Assessing the saturation of Krylov complexity as a measure of chaos

TL;DR

This paper investigates whether Krylov complexity's long-time saturation reliably indicates chaos by analyzing its dependence on the choice of operator in an Ising chain model.

Contribution

It systematically studies the operator dependence of Krylov complexity saturation across the integrability-chaos transition.

Findings

Krylov complexity saturation varies significantly with different operators.

Its effectiveness as a chaos indicator depends on the specific operator chosen.
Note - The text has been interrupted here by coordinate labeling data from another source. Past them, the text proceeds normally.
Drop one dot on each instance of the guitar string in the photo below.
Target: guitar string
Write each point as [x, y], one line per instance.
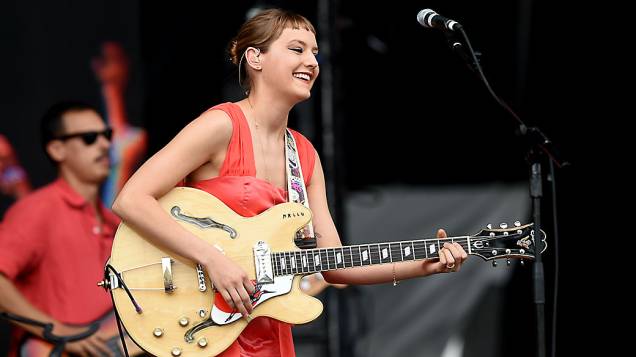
[461, 240]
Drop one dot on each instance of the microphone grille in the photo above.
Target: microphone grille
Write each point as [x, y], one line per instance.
[424, 16]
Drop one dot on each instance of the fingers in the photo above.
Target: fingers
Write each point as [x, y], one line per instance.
[238, 303]
[453, 256]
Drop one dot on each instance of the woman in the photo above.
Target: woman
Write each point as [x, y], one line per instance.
[235, 151]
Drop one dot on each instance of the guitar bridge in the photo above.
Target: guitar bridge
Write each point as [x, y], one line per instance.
[263, 263]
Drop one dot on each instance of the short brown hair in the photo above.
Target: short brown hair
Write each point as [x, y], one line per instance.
[260, 31]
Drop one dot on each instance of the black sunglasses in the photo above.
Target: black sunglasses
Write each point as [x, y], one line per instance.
[88, 137]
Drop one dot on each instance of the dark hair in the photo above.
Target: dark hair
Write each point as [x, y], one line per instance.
[52, 125]
[260, 31]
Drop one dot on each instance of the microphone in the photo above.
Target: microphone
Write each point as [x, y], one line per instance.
[430, 19]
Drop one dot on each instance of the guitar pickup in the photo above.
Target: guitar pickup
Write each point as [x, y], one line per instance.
[263, 263]
[166, 268]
Comparison with spectral measures shows inconsistent correlation.

Abstract

Krylov complexity is a novel approach to study how an operator spreads over a specific basis. Recently, it has been stated that this quantity has a long-time saturation that depends on the amount of chaos in the system. Since this quantity not only depends on the Hamiltonian but also on the chosen operator, in this work we study the level of generality of this hypothesis by studying how the saturation value varies in the integrability to chaos transition when different operators are expanded. To do this, we work with an Ising chain with a transverse-longitudinal magnetic field and compare the saturation of the Krylov complexity with the standard spectral measure of quantum chaos. Our numerical results show that the usefulness of this quantity as a predictor of the chaoticity is strongly dependent on the chosen operator.